Measurement Methodology¶

This document describes the core measurement principles and methodologies used in A-LEMS.

🎯 Core Principles¶

1. Immutable Raw Data¶

All raw measurements are never modified. This ensures: - Reproducibility - Original data always available - Auditability - Calculations can be verified - Flexibility - New analysis methods can be applied retrospectively

2. Three-Layer Architecture¶

Raw Measurements (immutable)
        │
        ▼
Baseline Subtraction
        │
        ▼
Derived Metrics (workload, tax, etc.)

3. Timestamp Precision¶

All samples have nanosecond-precision timestamps for: - Exact correlation with AI workflow phases - Accurate power calculation - Precise energy attribution

⚡ RAPL Energy Measurement¶

How RAPL Works¶

Intel's Running Average Power Limit (RAPL) provides energy counters for different CPU domains:

Domain	Description	Energy Counter
Package	Entire CPU package (cores + uncore)	`package_energy_uj`
Core	All CPU cores combined	`core_energy_uj`
Uncore	Cache, memory controller, I/O	`uncore_energy_uj`
DRAM	Memory subsystem	`dram_energy_uj`

Each domain has a cumulative energy counter in microjoules (µJ):

\[E_{domain}(t) = \text{counter}_t\]

Energy Calculation¶

Energy consumed during measurement interval:

\[\Delta E_{domain} = E_{domain}(t_2) - E_{domain}(t_1)\]

Average power:

\[P_{avg} = \frac{\Delta E_{domain}}{\Delta t} = \frac{E_{domain}(t_2) - E_{domain}(t_1)}{t_2 - t_1}\]

100Hz Sampling¶

The sampling thread runs at 100Hz (configurable):

\[\text{sampling interval} = \frac{1}{f_s} = 10\text{ ms}\]
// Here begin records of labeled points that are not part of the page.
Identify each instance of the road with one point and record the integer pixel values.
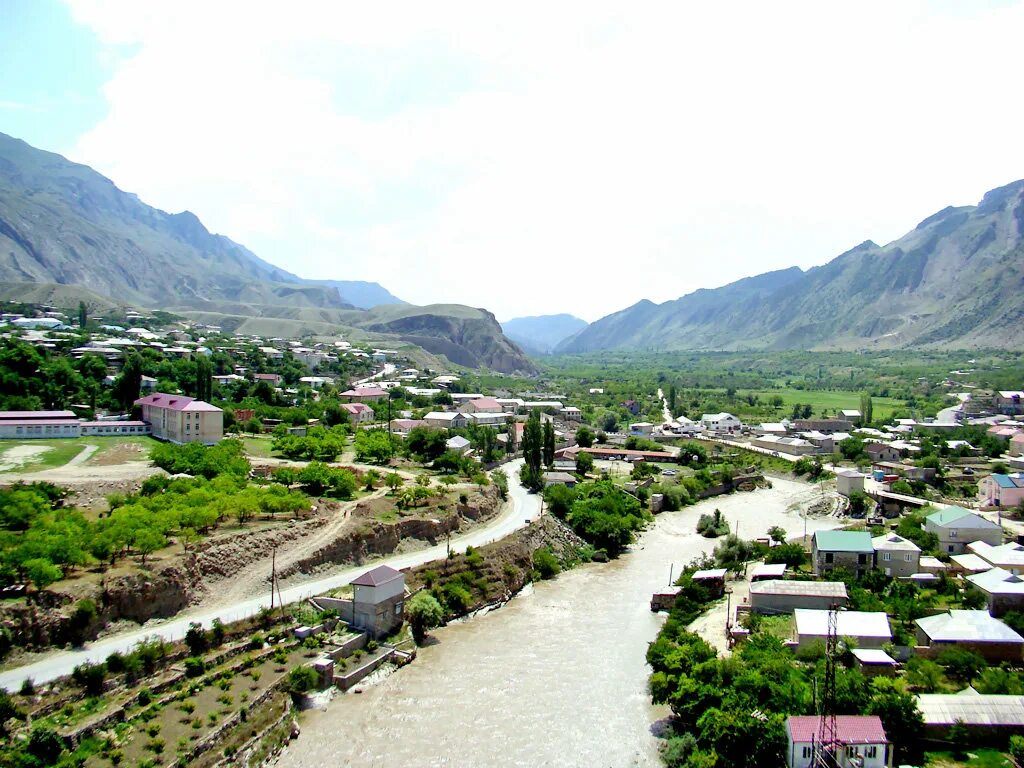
(521, 508)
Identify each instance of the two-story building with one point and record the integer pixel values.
(176, 418)
(850, 550)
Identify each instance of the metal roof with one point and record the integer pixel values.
(972, 709)
(807, 589)
(857, 624)
(968, 626)
(843, 541)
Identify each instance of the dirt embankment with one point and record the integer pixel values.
(236, 565)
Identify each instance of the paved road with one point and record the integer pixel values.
(522, 508)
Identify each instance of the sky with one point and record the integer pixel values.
(531, 159)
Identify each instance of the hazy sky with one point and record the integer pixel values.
(530, 158)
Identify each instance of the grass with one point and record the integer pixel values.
(112, 450)
(979, 758)
(829, 400)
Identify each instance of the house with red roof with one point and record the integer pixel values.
(860, 741)
(482, 406)
(365, 394)
(358, 413)
(176, 418)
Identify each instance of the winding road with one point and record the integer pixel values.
(517, 512)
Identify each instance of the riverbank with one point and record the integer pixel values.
(556, 677)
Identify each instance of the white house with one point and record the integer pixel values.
(861, 741)
(721, 422)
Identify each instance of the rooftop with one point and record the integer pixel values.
(811, 589)
(843, 541)
(972, 708)
(848, 623)
(377, 577)
(968, 626)
(850, 729)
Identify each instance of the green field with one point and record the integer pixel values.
(27, 456)
(829, 400)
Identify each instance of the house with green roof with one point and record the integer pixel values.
(957, 527)
(851, 550)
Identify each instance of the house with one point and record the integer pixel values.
(974, 630)
(364, 394)
(849, 481)
(402, 427)
(481, 406)
(842, 549)
(458, 443)
(559, 478)
(852, 416)
(1009, 402)
(866, 629)
(1003, 590)
(378, 601)
(23, 425)
(768, 571)
(446, 419)
(1008, 556)
(777, 596)
(896, 556)
(956, 527)
(176, 418)
(880, 452)
(721, 422)
(358, 413)
(861, 741)
(988, 718)
(822, 425)
(1001, 491)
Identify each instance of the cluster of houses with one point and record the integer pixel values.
(977, 555)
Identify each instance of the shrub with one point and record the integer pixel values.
(546, 563)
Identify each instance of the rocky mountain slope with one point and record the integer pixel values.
(64, 224)
(541, 334)
(953, 282)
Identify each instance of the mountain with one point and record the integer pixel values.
(541, 334)
(64, 224)
(955, 282)
(359, 293)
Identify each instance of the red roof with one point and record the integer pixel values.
(28, 415)
(850, 729)
(175, 402)
(356, 408)
(377, 577)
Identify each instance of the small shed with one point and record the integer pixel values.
(712, 580)
(875, 662)
(764, 571)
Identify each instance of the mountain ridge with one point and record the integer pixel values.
(953, 281)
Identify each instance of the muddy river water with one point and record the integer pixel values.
(554, 678)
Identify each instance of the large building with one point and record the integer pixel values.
(176, 418)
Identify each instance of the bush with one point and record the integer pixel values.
(546, 563)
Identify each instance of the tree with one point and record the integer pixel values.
(423, 612)
(549, 443)
(128, 384)
(585, 437)
(585, 463)
(866, 410)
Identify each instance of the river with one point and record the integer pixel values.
(555, 678)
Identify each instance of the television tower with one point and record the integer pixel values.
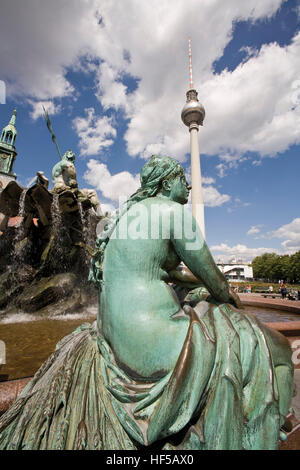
(192, 115)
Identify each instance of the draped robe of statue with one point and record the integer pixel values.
(153, 371)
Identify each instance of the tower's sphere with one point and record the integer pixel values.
(193, 112)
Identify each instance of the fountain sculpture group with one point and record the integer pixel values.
(155, 370)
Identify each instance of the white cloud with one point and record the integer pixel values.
(291, 233)
(213, 198)
(254, 230)
(94, 132)
(114, 187)
(37, 108)
(208, 180)
(240, 251)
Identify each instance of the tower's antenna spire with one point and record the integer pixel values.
(191, 65)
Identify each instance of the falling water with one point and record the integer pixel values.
(56, 217)
(57, 228)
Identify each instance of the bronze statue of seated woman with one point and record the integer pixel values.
(196, 374)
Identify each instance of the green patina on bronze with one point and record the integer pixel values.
(199, 373)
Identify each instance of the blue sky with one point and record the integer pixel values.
(114, 82)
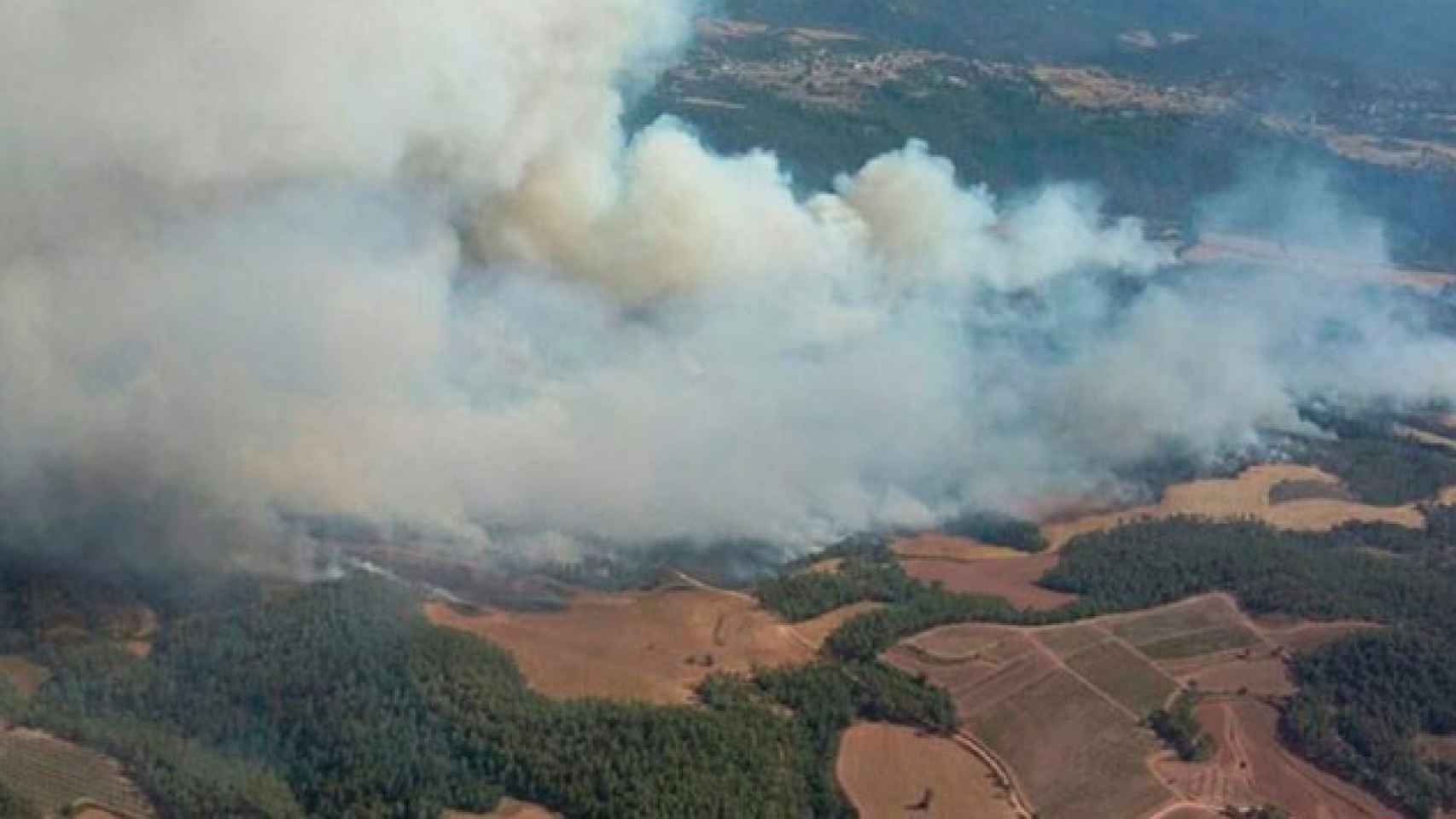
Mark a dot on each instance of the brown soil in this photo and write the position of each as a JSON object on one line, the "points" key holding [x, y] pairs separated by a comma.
{"points": [[649, 646], [814, 631], [1014, 578], [1190, 812], [1074, 752], [1309, 636], [53, 774], [1248, 495], [507, 809], [886, 770], [1253, 769], [934, 546], [1258, 676]]}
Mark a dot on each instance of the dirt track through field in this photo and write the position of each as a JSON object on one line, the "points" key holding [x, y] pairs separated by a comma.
{"points": [[651, 646], [888, 770], [998, 684]]}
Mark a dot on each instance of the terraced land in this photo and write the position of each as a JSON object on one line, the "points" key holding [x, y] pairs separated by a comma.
{"points": [[1076, 754], [1063, 709], [54, 774], [1124, 676]]}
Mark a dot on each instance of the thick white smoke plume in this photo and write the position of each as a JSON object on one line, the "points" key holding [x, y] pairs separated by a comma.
{"points": [[396, 261]]}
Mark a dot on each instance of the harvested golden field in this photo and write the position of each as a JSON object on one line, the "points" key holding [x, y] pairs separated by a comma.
{"points": [[934, 546], [1194, 627], [973, 641], [1010, 578], [888, 770], [1260, 676], [1075, 752], [977, 665], [1309, 636], [54, 774], [1066, 641], [1248, 495], [507, 809], [1251, 767], [654, 645], [1188, 812], [26, 676], [814, 631]]}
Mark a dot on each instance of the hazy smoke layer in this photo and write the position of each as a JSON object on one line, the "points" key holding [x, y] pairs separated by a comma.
{"points": [[396, 261]]}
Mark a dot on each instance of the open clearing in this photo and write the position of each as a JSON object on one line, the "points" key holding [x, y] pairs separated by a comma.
{"points": [[814, 631], [654, 645], [934, 546], [886, 770], [53, 774], [1191, 629], [1062, 707], [507, 809], [1074, 752], [1251, 767], [24, 674], [1010, 578], [1124, 676], [1247, 495]]}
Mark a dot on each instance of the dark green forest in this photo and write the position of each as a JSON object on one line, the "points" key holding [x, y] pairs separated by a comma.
{"points": [[340, 700]]}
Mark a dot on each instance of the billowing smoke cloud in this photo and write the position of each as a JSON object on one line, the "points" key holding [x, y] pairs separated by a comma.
{"points": [[292, 259]]}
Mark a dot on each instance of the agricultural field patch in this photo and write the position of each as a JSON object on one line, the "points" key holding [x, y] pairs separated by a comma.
{"points": [[1124, 676], [1068, 641], [1251, 767], [1258, 676], [973, 641], [1309, 636], [654, 646], [1010, 578], [814, 631], [935, 546], [1200, 643], [890, 770], [1076, 754], [1175, 620], [507, 809], [54, 774], [1243, 497]]}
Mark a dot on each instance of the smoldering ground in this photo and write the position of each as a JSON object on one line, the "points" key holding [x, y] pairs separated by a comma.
{"points": [[265, 262]]}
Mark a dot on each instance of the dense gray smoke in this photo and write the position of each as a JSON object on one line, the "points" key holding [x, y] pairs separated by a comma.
{"points": [[398, 262]]}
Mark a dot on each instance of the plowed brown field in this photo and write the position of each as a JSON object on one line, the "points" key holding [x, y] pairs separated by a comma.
{"points": [[509, 809], [1251, 767], [653, 645], [1243, 497], [887, 770], [934, 546], [1010, 578]]}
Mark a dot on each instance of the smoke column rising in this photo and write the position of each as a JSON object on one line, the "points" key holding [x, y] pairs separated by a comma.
{"points": [[399, 262]]}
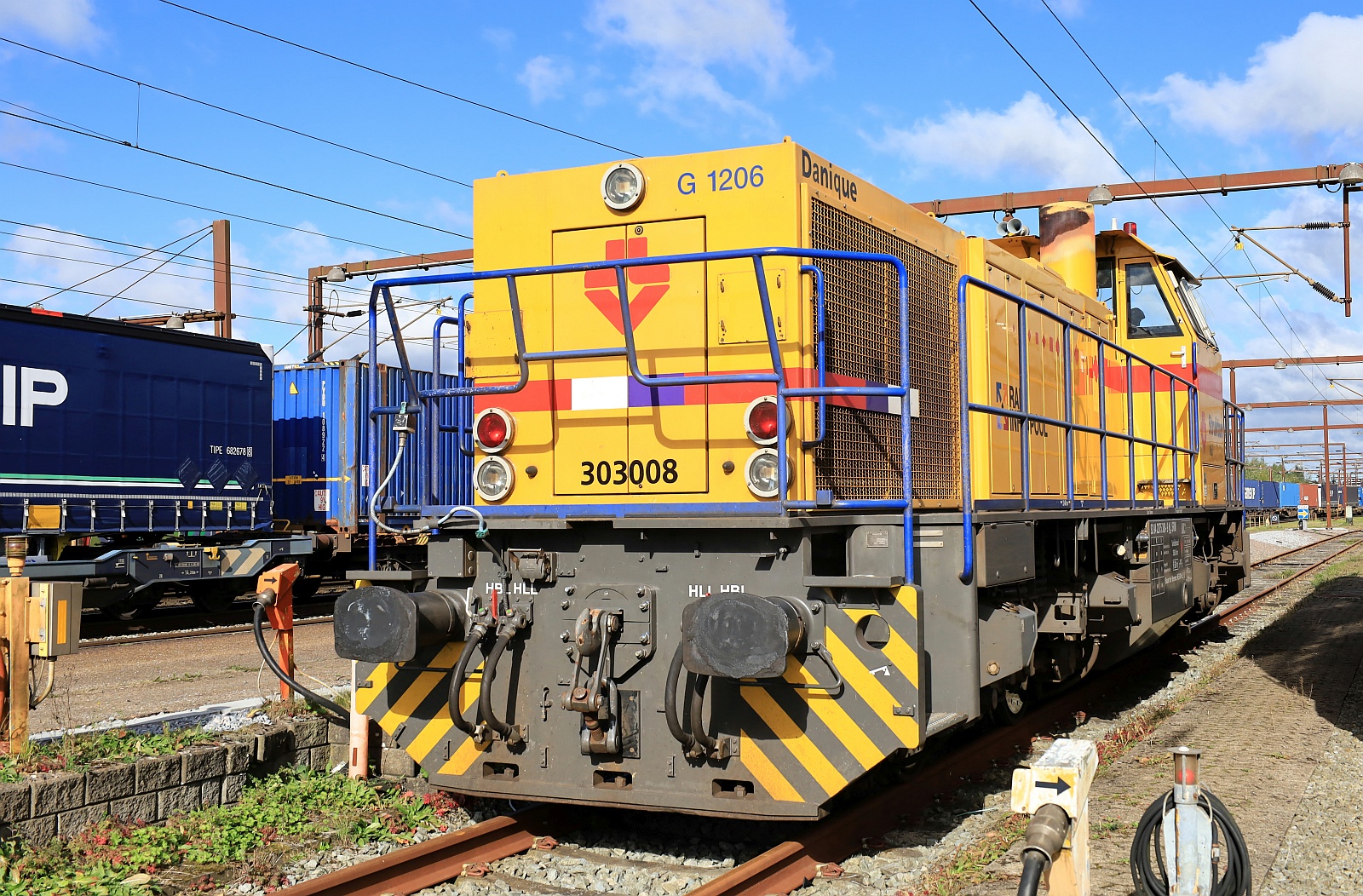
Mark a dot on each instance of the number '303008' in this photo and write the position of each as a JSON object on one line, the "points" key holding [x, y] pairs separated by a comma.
{"points": [[633, 471]]}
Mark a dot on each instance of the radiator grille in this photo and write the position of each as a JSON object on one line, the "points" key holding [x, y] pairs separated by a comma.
{"points": [[860, 457]]}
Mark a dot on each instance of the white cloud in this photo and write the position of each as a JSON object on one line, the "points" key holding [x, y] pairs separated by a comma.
{"points": [[63, 20], [544, 78], [1302, 84], [1027, 138], [682, 40]]}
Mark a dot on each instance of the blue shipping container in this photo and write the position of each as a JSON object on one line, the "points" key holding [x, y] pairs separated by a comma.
{"points": [[124, 428], [319, 440], [322, 462]]}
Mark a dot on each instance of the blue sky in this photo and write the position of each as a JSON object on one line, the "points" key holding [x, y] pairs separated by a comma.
{"points": [[922, 98]]}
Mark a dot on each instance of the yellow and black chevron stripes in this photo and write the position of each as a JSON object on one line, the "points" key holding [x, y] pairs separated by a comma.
{"points": [[802, 741], [412, 705]]}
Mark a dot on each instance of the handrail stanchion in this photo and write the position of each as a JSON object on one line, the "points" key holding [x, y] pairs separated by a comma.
{"points": [[1026, 425], [1130, 429], [1101, 382], [963, 336], [1069, 416], [1155, 439], [820, 356]]}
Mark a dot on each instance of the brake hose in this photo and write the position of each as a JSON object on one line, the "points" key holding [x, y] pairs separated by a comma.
{"points": [[695, 704], [383, 486], [670, 703], [1235, 880], [342, 714], [476, 635], [490, 670]]}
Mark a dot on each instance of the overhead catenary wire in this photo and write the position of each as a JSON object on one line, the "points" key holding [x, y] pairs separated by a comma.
{"points": [[399, 78], [216, 211], [124, 264], [227, 111], [1124, 170], [231, 173], [119, 295], [276, 277]]}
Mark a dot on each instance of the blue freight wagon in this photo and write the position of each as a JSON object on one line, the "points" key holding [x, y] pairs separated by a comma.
{"points": [[135, 457]]}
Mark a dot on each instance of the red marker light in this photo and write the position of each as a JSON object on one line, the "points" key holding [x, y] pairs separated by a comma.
{"points": [[494, 429], [762, 421]]}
This captures energy dynamics at: - 50Hz Nyquist frequency - Transient spikes down to 20ms duration - Sub-milliwatt power resolution

📏 Idle Baseline Methodology¶

Why Baseline Matters¶

Total measured energy includes both workload and system overhead:

\[E_{total} = E_{workload} + E_{idle}\]

To isolate workload energy, we measure idle power:

\[E_{workload} = E_{total} - P_{idle} \cdot \Delta t\]

Baseline Measurement Protocol¶

Core pinning: Pin measurement thread to dedicated core
Pre-wait: Allow system to enter deep idle (5-10 seconds)
Multiple samples: 3-10 samples of 10-30 seconds each
Statistical processing: Mean and standard deviation per domain

Confidence Interval Approach¶

Rather than using mean power, we use the lower bound of 95% confidence interval:

\[P_{idle,min} = \mu - 2\sigma\]

This prevents over-subtraction of idle energy.

🧮 Derived Metrics¶

Workload Energy¶

\[E_{workload} = E_{package} - P_{idle,package} \cdot \Delta t\]

Reasoning Energy¶

\[E_{reasoning} = E_{core} - P_{idle,core} \cdot \Delta t\]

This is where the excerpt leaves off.